Separation anxiety has reared its nasty dragon head once more. I don’t understand what happened. Everything had been going so well!
Thankfully, Shiva is still okay with being left alone in the house. She doesn’t like it, but she can deal. The only sign of anxiety at home comes in the form of a blanket just a little too bunched up in the corner of her crate. At least we haven’t had a setback in that area.
Our problems now lie solely when leaving her alone in the car. We don’t do this very often – which could be the reason for her distress. Since we are now in warmer weather, we don’t do it at all. Last night was the first time in a long time and it was heart-breakingly difficult to walk away.
After a fun trip to the dog park, we decided to head to a pet store to check out the cats available in the adoption centre. The temperatures have been particularly un-summer-like lately. The weather application on my phone said it was fifteen degrees around seven-thirty. Not a warm night for August. We could have brought her in with us but Shiva gets so over-stimulated in new environments. If we actually wanted to pet the cats, it would be better to leave her in the truck. Since it was cool, we wouldn’t be gone for more than five minutes, and Shiva had just spent an hour playing with other dogs at the park, I thought nothing of leaving her with some kibble.
She started freaking out as we turned into the parking lot. Not that this is anything new. Every time we pull into a parking lot, no matter where, her stress levels go up ten notches. Most of the time we are even planning on taking her with us. But the sight of a paved area filled with cars is such a huge trigger she can’t focus. Food does not even seem to help comfort her. A few weeks ago, her parking lot anxiety was so intense, she bolted as soon as I opened the door. There went Shiva, zooming across a busy lot, bee-lining for an even busier road.
She almost did the same thing last night but luckily my PH’s reflexes are better than mine. We got her back in the car, tossed in a couple handfuls of food for her to sniff out, and headed toward the store.
That’s when the howling commenced. Every foot step I took away from her was almost physically painful. I knew I couldn’t look back; I knew ignoring her was for her own benefit.

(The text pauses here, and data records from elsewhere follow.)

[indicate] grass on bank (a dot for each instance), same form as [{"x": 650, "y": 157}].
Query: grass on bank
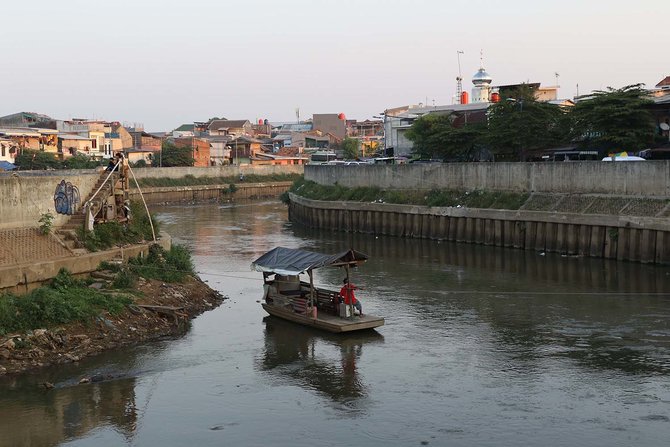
[
  {"x": 68, "y": 300},
  {"x": 65, "y": 300},
  {"x": 109, "y": 234},
  {"x": 172, "y": 266},
  {"x": 191, "y": 180},
  {"x": 435, "y": 197}
]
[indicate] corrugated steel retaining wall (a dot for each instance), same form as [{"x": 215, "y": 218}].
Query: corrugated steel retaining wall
[{"x": 641, "y": 239}]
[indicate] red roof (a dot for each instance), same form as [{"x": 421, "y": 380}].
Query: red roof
[{"x": 664, "y": 82}]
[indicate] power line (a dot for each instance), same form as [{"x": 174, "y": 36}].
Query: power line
[{"x": 447, "y": 292}]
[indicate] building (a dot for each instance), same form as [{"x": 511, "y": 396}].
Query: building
[
  {"x": 72, "y": 144},
  {"x": 201, "y": 150},
  {"x": 27, "y": 119},
  {"x": 229, "y": 127},
  {"x": 184, "y": 131},
  {"x": 398, "y": 121},
  {"x": 8, "y": 150},
  {"x": 332, "y": 123},
  {"x": 32, "y": 139}
]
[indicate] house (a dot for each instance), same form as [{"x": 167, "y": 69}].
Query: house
[
  {"x": 32, "y": 139},
  {"x": 332, "y": 123},
  {"x": 184, "y": 131},
  {"x": 110, "y": 136},
  {"x": 141, "y": 155},
  {"x": 71, "y": 144},
  {"x": 229, "y": 127},
  {"x": 8, "y": 150},
  {"x": 201, "y": 150},
  {"x": 314, "y": 139},
  {"x": 219, "y": 150},
  {"x": 397, "y": 121},
  {"x": 26, "y": 119},
  {"x": 150, "y": 142},
  {"x": 263, "y": 158}
]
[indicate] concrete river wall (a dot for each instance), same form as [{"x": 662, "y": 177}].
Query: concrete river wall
[
  {"x": 632, "y": 233},
  {"x": 27, "y": 195}
]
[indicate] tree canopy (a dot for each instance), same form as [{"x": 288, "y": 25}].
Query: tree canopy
[
  {"x": 38, "y": 160},
  {"x": 435, "y": 137},
  {"x": 351, "y": 148},
  {"x": 176, "y": 156},
  {"x": 518, "y": 125},
  {"x": 615, "y": 119}
]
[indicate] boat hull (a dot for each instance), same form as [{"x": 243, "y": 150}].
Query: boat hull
[{"x": 328, "y": 323}]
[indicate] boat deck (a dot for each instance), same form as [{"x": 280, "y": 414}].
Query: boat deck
[{"x": 325, "y": 321}]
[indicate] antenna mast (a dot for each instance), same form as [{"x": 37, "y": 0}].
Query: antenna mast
[{"x": 459, "y": 79}]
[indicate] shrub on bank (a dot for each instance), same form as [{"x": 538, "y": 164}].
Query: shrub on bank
[
  {"x": 174, "y": 266},
  {"x": 469, "y": 199},
  {"x": 191, "y": 180},
  {"x": 109, "y": 234},
  {"x": 65, "y": 300}
]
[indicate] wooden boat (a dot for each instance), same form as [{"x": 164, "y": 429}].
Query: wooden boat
[{"x": 286, "y": 296}]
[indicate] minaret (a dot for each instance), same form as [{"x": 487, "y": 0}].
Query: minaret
[{"x": 481, "y": 91}]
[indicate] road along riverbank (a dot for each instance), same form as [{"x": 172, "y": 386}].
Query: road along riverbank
[{"x": 616, "y": 236}]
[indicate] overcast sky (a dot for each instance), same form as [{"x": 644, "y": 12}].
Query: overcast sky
[{"x": 168, "y": 62}]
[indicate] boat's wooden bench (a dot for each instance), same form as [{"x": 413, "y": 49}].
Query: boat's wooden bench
[
  {"x": 299, "y": 305},
  {"x": 326, "y": 301}
]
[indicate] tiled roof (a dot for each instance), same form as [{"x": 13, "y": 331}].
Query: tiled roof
[
  {"x": 226, "y": 124},
  {"x": 665, "y": 82}
]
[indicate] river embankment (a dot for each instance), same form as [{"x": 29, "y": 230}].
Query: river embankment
[
  {"x": 150, "y": 309},
  {"x": 609, "y": 210}
]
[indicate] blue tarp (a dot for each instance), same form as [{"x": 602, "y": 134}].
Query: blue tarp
[
  {"x": 289, "y": 261},
  {"x": 6, "y": 166}
]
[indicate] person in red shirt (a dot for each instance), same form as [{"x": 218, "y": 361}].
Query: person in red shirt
[{"x": 347, "y": 294}]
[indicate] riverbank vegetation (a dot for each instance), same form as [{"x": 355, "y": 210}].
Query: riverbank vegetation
[
  {"x": 470, "y": 199},
  {"x": 109, "y": 234},
  {"x": 520, "y": 128},
  {"x": 191, "y": 180},
  {"x": 68, "y": 299}
]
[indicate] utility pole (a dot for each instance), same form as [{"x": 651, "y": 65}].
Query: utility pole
[{"x": 459, "y": 78}]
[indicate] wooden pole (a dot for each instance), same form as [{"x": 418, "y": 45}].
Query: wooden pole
[
  {"x": 311, "y": 291},
  {"x": 351, "y": 302}
]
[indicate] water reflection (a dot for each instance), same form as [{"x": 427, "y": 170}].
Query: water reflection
[
  {"x": 599, "y": 313},
  {"x": 64, "y": 413},
  {"x": 308, "y": 358}
]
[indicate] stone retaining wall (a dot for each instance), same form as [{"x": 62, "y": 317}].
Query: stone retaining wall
[
  {"x": 21, "y": 278},
  {"x": 633, "y": 238},
  {"x": 644, "y": 178},
  {"x": 203, "y": 193}
]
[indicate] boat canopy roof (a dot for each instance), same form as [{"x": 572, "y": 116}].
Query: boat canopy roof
[{"x": 291, "y": 261}]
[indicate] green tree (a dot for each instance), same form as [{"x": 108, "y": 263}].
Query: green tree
[
  {"x": 435, "y": 136},
  {"x": 519, "y": 124},
  {"x": 176, "y": 156},
  {"x": 615, "y": 120},
  {"x": 351, "y": 148}
]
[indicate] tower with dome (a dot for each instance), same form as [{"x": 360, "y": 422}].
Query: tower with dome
[{"x": 481, "y": 92}]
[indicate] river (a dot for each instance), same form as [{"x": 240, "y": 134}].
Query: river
[{"x": 482, "y": 346}]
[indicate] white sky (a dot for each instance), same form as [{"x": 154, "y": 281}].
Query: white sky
[{"x": 168, "y": 62}]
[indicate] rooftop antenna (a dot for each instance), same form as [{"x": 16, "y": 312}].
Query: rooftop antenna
[{"x": 459, "y": 79}]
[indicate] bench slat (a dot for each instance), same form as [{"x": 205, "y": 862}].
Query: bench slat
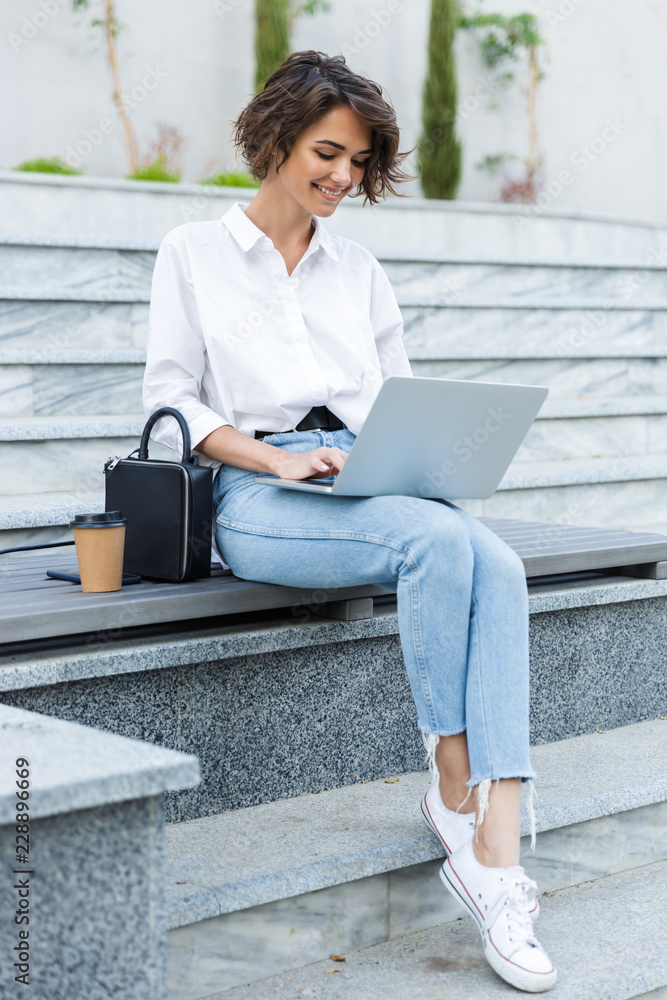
[{"x": 33, "y": 607}]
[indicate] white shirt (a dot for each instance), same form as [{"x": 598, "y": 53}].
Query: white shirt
[{"x": 233, "y": 339}]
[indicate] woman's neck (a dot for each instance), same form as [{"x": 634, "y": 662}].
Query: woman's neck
[{"x": 284, "y": 221}]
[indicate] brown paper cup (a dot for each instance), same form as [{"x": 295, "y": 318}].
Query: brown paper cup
[{"x": 99, "y": 552}]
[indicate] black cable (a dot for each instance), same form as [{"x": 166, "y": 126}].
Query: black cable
[{"x": 28, "y": 548}]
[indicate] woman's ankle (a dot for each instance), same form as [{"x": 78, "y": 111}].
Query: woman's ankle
[
  {"x": 502, "y": 854},
  {"x": 455, "y": 795}
]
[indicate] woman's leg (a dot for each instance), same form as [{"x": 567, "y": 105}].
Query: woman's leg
[
  {"x": 497, "y": 843},
  {"x": 461, "y": 609},
  {"x": 499, "y": 621}
]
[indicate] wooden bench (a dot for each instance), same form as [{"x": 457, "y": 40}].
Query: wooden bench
[{"x": 36, "y": 607}]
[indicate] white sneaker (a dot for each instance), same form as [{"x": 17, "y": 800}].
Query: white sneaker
[
  {"x": 498, "y": 899},
  {"x": 454, "y": 829}
]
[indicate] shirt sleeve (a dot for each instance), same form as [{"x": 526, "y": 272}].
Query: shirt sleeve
[
  {"x": 387, "y": 325},
  {"x": 175, "y": 351}
]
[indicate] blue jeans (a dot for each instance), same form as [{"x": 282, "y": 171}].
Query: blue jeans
[{"x": 461, "y": 594}]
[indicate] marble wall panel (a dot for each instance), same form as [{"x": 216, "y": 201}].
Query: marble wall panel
[
  {"x": 657, "y": 433},
  {"x": 83, "y": 389},
  {"x": 16, "y": 391},
  {"x": 36, "y": 324},
  {"x": 584, "y": 438},
  {"x": 634, "y": 504},
  {"x": 484, "y": 281},
  {"x": 139, "y": 323},
  {"x": 433, "y": 331},
  {"x": 62, "y": 465},
  {"x": 81, "y": 270},
  {"x": 566, "y": 377}
]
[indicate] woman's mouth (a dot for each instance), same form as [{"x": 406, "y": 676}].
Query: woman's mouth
[{"x": 329, "y": 194}]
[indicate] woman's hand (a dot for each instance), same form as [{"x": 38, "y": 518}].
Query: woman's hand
[{"x": 316, "y": 464}]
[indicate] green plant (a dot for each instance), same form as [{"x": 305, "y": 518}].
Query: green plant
[
  {"x": 439, "y": 150},
  {"x": 47, "y": 165},
  {"x": 110, "y": 26},
  {"x": 502, "y": 41},
  {"x": 156, "y": 170},
  {"x": 274, "y": 20},
  {"x": 162, "y": 162},
  {"x": 231, "y": 179}
]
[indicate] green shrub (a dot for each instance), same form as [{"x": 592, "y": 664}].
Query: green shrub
[
  {"x": 156, "y": 170},
  {"x": 231, "y": 180},
  {"x": 439, "y": 149},
  {"x": 271, "y": 38},
  {"x": 46, "y": 165}
]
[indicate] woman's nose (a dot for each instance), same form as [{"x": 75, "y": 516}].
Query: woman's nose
[{"x": 341, "y": 175}]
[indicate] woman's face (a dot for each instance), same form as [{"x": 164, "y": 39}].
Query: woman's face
[{"x": 327, "y": 161}]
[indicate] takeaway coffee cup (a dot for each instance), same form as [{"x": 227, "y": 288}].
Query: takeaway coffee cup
[{"x": 100, "y": 541}]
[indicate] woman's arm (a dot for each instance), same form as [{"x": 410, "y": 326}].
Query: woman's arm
[
  {"x": 387, "y": 326},
  {"x": 230, "y": 446},
  {"x": 175, "y": 351}
]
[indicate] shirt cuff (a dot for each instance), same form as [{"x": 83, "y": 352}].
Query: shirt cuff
[{"x": 204, "y": 425}]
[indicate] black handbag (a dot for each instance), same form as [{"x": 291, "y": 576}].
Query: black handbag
[{"x": 168, "y": 506}]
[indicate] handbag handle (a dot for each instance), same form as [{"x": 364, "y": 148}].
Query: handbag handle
[{"x": 167, "y": 411}]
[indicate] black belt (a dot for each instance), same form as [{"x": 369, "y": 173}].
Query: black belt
[{"x": 320, "y": 418}]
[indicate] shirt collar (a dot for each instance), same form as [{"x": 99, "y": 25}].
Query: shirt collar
[{"x": 247, "y": 234}]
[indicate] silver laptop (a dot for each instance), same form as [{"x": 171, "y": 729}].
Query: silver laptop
[{"x": 432, "y": 437}]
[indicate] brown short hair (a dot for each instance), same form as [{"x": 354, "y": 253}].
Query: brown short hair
[{"x": 308, "y": 85}]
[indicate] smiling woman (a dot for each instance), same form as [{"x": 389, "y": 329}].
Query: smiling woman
[
  {"x": 305, "y": 88},
  {"x": 273, "y": 337}
]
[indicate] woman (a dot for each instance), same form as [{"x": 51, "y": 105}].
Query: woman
[{"x": 273, "y": 337}]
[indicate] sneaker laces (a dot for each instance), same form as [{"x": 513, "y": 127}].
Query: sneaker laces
[{"x": 512, "y": 906}]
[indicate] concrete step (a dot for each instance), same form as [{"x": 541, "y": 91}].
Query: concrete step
[
  {"x": 630, "y": 490},
  {"x": 47, "y": 454},
  {"x": 446, "y": 331},
  {"x": 77, "y": 382},
  {"x": 606, "y": 937},
  {"x": 597, "y": 662},
  {"x": 83, "y": 270},
  {"x": 274, "y": 887},
  {"x": 73, "y": 383},
  {"x": 565, "y": 377},
  {"x": 59, "y": 453},
  {"x": 92, "y": 207}
]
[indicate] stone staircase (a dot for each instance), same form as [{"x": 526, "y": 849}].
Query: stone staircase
[
  {"x": 72, "y": 333},
  {"x": 261, "y": 897}
]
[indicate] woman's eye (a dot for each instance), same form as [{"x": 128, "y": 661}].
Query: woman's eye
[{"x": 355, "y": 163}]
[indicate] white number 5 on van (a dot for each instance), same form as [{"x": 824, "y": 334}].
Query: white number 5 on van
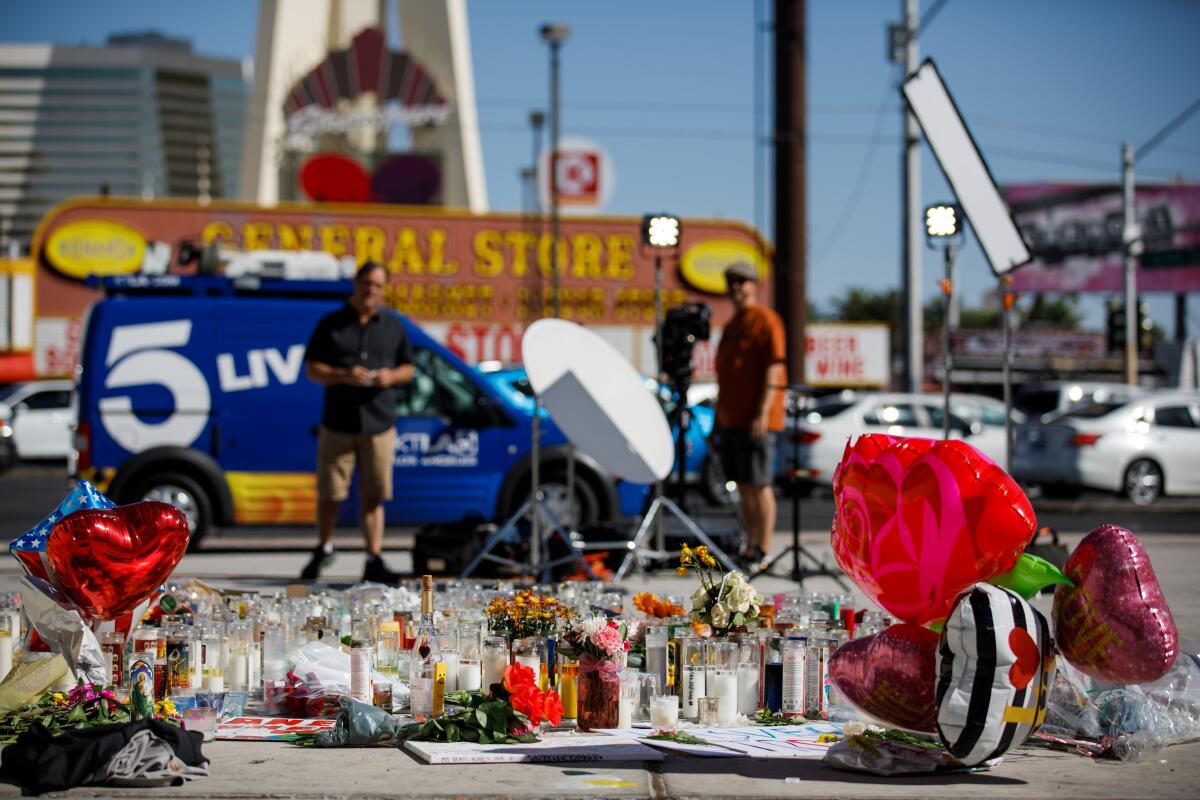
[{"x": 138, "y": 355}]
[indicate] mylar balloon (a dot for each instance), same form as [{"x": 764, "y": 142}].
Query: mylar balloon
[
  {"x": 29, "y": 548},
  {"x": 107, "y": 561},
  {"x": 1114, "y": 624},
  {"x": 995, "y": 672},
  {"x": 918, "y": 521},
  {"x": 891, "y": 675}
]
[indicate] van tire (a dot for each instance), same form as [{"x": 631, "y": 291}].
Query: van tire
[{"x": 192, "y": 500}]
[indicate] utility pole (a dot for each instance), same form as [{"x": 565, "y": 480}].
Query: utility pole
[
  {"x": 905, "y": 52},
  {"x": 791, "y": 220}
]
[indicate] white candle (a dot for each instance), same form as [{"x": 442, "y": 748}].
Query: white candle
[
  {"x": 451, "y": 660},
  {"x": 664, "y": 711},
  {"x": 723, "y": 684},
  {"x": 495, "y": 661},
  {"x": 691, "y": 689},
  {"x": 624, "y": 711},
  {"x": 5, "y": 654},
  {"x": 748, "y": 689},
  {"x": 468, "y": 675}
]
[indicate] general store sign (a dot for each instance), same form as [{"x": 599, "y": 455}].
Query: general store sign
[{"x": 847, "y": 355}]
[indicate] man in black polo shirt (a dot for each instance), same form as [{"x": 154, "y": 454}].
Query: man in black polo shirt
[{"x": 358, "y": 353}]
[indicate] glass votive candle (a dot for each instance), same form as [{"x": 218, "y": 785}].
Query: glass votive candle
[
  {"x": 709, "y": 711},
  {"x": 665, "y": 711},
  {"x": 203, "y": 720},
  {"x": 628, "y": 699}
]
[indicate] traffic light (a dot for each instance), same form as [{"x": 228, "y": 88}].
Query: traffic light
[{"x": 1115, "y": 331}]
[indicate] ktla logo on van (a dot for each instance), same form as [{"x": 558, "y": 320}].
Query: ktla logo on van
[{"x": 449, "y": 449}]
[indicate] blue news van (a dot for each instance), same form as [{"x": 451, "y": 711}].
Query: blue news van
[{"x": 193, "y": 391}]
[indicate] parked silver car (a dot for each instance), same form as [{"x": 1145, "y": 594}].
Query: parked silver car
[{"x": 1141, "y": 449}]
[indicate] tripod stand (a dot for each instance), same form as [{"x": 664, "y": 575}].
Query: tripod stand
[
  {"x": 795, "y": 475},
  {"x": 661, "y": 501},
  {"x": 534, "y": 509}
]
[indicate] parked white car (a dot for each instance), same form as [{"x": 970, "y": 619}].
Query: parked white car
[
  {"x": 1141, "y": 449},
  {"x": 825, "y": 428},
  {"x": 41, "y": 414}
]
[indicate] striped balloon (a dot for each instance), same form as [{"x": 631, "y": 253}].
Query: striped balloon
[{"x": 995, "y": 671}]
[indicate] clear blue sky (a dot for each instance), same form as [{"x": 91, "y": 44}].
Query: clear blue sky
[{"x": 1050, "y": 89}]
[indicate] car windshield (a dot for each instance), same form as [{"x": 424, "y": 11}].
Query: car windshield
[
  {"x": 1093, "y": 410},
  {"x": 825, "y": 411},
  {"x": 1037, "y": 402}
]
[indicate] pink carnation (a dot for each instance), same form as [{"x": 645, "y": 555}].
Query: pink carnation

But all I wanted to do was rush back and cry along with her.
It wasn’t always this way. She had been doing so much better! Last year she had almost no problems being left alone in the car for short periods. She seemed happy with her toys and her food-searching game. Sure, a few of my jackets were chewed. Sometimes the interior of the truck didn’t look so pretty. But we didn’t have this painful howling. This sound of a dog being beaten. I don’t know what has caused the relapse.
The biggest evidence for Shiva totally losing her shit? When we got back to the truck, there was still a pile of kibble on the floor. She had been too crazed to eat. I felt pretty much like the worst dog owner in the world at that point.
It looks like we’re going to have to go back to the beginning with this. Or just never leave her alone in the car again. One of the two.